Standesgemäß in einer Eckkneipe am Schlesischen Tor in Berlin-Kreuzberg, schließlich ist das Revier schon im Projektnamen markiert. Nur einer spricht für eine ganze Crew? „Sechs bis sieben könnten wir sein“, so behauptet Ill Till, sei die Anzahl der Bandmitglieder, um dann allen Ernstes hinterherzuschicken, Rapunzel, DJ Opferrille, Tretbote, der Richter und wie die hinter amateurhaften Photoshop-Stückeleien versteckten HipHop-Avatare sonst noch heißen, wären irgendwo unterwegs verlustig gegangen. Ill Till ist Rapper. Und zwar nicht nur einer, sondern viele. Gerüchteweise benutzt er gleich eine ganze Reihe falscher Identitäten, produziert mal unter dem Decknamen Candy Hank schrägen Polka-Techno, dann wieder als Patric Catani Gabba-Tracks. Ferner soll er auch beim Handpuppen-HipHop-Zirkus der Puppetmastaz seine Finger im Spiel haben. Doch darauf angesprochen streitet er alles ab. Eben weil Ill Till als alter Rap-Adliger seine Maskerade noch ernst nimmt.

Vergesst Sido

Der Schlachtruf auf dem Eröffnungsstück des neuen, zweiten Albums der Xberg Dhirty6 Cru – „Sieh doch! Was aus HipHop geworden ist“ – erinnert stark an den großen Maskenmann des Deutsch-Rap: Sido. Den Istzustand von HipHop, unter anderem repräsentiert von Sido, findet Ill Till aber unerträglich. Daher hat er eine zu großen Teilen virtuelle Truppe zusammengetrommelt, um sonische Liebeserklärungen an Rap aufzunehmen, so wie er ihn eben mag: mit schweinchenschlauem Witz. Gemeinsam mit Gästen wie den Phrust Boyz erzählt er Geschichten aus dem Kiez, bevorzugt in Comicstrip-hafter Überzeichnung.

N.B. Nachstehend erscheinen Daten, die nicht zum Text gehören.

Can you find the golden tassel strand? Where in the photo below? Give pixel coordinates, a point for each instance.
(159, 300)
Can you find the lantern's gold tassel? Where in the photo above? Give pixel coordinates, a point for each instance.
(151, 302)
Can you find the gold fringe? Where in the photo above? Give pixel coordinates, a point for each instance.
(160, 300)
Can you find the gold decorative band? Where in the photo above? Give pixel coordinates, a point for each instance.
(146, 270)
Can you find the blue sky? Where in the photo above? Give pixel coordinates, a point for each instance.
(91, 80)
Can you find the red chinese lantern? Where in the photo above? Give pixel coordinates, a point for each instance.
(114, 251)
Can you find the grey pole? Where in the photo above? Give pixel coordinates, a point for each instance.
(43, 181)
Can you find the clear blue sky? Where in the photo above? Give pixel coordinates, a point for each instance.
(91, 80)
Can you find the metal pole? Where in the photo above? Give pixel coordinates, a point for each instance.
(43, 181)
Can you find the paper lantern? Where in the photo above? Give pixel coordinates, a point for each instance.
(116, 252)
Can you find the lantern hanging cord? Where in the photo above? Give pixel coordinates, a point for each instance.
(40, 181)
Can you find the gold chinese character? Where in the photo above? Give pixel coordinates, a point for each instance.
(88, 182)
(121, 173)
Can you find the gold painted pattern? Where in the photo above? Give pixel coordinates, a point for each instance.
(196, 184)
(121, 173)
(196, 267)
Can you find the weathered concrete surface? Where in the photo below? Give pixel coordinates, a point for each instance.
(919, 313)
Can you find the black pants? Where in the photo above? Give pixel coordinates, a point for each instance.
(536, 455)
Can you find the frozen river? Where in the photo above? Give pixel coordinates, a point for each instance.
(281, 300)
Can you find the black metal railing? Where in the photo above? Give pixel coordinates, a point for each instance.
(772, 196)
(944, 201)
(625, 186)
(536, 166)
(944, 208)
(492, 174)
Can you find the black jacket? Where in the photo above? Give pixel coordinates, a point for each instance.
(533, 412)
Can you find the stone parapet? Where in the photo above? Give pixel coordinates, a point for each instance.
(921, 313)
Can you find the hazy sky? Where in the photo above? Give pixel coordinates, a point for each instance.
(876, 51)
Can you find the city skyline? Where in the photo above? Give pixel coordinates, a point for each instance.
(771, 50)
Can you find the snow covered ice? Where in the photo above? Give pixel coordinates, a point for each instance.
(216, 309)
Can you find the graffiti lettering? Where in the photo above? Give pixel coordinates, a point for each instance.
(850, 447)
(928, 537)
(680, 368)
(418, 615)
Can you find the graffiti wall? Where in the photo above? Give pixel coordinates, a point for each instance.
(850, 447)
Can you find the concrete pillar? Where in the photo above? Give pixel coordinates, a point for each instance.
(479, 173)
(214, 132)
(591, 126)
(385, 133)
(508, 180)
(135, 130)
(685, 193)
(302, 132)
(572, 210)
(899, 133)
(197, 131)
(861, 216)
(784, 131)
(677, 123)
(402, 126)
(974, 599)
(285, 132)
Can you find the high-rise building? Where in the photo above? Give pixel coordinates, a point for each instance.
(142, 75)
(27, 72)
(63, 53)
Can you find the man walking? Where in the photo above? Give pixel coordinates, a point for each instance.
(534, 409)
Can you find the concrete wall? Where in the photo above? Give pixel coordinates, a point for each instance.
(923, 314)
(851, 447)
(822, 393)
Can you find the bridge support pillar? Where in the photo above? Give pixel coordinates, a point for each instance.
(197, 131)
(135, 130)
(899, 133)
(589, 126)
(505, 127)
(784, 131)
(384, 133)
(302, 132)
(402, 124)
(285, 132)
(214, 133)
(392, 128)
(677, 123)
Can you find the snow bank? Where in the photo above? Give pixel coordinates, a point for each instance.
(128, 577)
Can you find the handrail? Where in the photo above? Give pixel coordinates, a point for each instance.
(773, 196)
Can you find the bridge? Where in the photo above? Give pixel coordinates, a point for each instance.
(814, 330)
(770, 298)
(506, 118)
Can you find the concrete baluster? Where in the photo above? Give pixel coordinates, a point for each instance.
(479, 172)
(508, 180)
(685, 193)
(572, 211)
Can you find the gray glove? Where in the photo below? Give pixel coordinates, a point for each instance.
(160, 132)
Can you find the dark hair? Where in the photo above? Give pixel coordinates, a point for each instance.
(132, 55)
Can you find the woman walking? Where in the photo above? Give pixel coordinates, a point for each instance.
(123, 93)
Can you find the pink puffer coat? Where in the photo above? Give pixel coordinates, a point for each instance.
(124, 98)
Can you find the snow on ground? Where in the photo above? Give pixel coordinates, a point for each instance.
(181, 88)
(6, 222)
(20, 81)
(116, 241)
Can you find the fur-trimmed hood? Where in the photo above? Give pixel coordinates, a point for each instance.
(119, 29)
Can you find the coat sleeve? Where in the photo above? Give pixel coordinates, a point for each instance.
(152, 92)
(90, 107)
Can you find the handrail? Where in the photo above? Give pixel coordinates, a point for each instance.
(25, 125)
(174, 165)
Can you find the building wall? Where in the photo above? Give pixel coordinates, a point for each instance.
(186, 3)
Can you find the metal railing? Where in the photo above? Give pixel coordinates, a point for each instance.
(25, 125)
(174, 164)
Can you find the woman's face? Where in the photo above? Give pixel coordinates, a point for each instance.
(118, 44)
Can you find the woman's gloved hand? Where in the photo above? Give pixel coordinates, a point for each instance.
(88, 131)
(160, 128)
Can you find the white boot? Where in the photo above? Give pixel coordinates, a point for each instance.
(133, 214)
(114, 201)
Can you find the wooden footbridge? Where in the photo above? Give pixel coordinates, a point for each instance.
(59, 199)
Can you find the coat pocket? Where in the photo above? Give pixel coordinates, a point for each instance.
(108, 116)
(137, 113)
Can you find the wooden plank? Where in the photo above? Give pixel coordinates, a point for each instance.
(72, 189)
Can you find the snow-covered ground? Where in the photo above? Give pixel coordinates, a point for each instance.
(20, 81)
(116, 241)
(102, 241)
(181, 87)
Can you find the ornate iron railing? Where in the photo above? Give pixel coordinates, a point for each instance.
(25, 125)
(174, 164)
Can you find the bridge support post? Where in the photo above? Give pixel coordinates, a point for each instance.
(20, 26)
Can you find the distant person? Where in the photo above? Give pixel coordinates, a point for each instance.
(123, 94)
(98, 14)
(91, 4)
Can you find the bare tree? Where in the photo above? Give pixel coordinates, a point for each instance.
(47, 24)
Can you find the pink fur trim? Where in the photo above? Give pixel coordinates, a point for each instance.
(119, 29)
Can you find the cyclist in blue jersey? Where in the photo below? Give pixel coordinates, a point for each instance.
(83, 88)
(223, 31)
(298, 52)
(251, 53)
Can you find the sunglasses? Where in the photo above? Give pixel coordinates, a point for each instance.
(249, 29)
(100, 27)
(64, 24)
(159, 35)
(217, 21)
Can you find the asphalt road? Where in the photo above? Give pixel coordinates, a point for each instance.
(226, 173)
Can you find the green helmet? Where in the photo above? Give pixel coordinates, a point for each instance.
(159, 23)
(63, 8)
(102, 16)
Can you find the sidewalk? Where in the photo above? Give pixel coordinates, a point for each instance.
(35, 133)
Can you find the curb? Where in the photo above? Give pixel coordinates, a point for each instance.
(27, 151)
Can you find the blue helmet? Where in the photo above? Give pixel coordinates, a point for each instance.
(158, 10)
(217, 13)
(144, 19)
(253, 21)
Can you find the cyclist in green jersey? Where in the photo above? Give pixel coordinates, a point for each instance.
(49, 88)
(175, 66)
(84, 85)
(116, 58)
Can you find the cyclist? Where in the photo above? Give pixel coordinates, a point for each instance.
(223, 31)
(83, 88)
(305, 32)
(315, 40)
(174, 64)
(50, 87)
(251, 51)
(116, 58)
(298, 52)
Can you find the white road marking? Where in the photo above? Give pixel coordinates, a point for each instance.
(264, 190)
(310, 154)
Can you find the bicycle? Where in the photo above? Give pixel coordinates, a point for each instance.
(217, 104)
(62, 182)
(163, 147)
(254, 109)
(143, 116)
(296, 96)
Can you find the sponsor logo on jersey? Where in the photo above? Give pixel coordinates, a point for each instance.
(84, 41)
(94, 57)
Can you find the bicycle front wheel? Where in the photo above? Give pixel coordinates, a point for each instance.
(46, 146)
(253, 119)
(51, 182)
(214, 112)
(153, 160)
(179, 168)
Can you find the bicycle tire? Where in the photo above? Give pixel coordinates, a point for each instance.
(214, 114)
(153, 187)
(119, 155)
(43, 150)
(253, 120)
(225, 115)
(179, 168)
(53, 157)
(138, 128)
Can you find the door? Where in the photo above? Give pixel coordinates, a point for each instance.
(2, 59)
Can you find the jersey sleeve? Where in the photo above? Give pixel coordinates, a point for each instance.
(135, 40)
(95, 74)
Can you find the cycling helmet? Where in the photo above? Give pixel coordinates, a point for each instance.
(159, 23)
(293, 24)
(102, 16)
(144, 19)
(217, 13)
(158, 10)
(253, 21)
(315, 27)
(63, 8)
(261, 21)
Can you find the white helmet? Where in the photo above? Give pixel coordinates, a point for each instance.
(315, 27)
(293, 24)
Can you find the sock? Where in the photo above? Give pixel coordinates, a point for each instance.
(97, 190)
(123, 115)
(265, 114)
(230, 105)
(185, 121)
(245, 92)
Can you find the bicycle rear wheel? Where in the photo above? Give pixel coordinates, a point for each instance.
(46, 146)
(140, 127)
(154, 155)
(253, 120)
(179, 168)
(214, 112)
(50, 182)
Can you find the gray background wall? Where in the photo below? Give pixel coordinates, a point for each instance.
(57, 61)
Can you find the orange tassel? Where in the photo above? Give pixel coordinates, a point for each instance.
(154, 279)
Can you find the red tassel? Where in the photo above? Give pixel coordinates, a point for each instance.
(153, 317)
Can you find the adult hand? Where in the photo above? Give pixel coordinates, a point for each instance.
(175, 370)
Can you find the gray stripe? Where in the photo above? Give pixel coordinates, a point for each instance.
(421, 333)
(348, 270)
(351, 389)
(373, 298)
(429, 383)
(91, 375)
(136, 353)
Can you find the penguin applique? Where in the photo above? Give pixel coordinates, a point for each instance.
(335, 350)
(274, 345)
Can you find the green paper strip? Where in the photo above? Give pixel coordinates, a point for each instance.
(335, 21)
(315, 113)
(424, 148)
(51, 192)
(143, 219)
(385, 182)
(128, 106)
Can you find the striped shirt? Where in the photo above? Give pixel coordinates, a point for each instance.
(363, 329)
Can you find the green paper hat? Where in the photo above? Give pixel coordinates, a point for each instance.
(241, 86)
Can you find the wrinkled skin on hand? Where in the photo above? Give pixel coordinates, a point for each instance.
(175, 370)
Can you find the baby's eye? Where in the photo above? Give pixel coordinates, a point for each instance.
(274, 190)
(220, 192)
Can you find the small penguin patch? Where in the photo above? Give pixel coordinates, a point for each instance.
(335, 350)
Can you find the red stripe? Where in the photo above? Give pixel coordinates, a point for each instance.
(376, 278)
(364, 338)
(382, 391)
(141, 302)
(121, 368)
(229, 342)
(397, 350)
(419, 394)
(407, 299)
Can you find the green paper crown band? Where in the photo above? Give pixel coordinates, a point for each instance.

Der Sound ist frisch, aber die Regeln sind oldschool: Lokalkolorit ist die Währung, mit der Glaubwürdigkeit gekauft wird. In einem Zwischenspiel staucht Ill Till etwa „Der Mussolini“ von DAF zu einem „Tanz mir den Wowi!“ zusammen. Und „No Sleep til Brooklyn“ der Beastie Boys wird von der Cru ausgerechnet in „Quartiersmanege“ zitiert, einem Song über Gentrifizierung. Die Afterhour erscheint dann nur mehr als allerletzter Zufluchtsort vor dem „Boutiquen-Café-Galerie-Verschieber“-Publikum: No sleep til das ganze Wichtigtuer-Blablabla endlich verblubbert ist.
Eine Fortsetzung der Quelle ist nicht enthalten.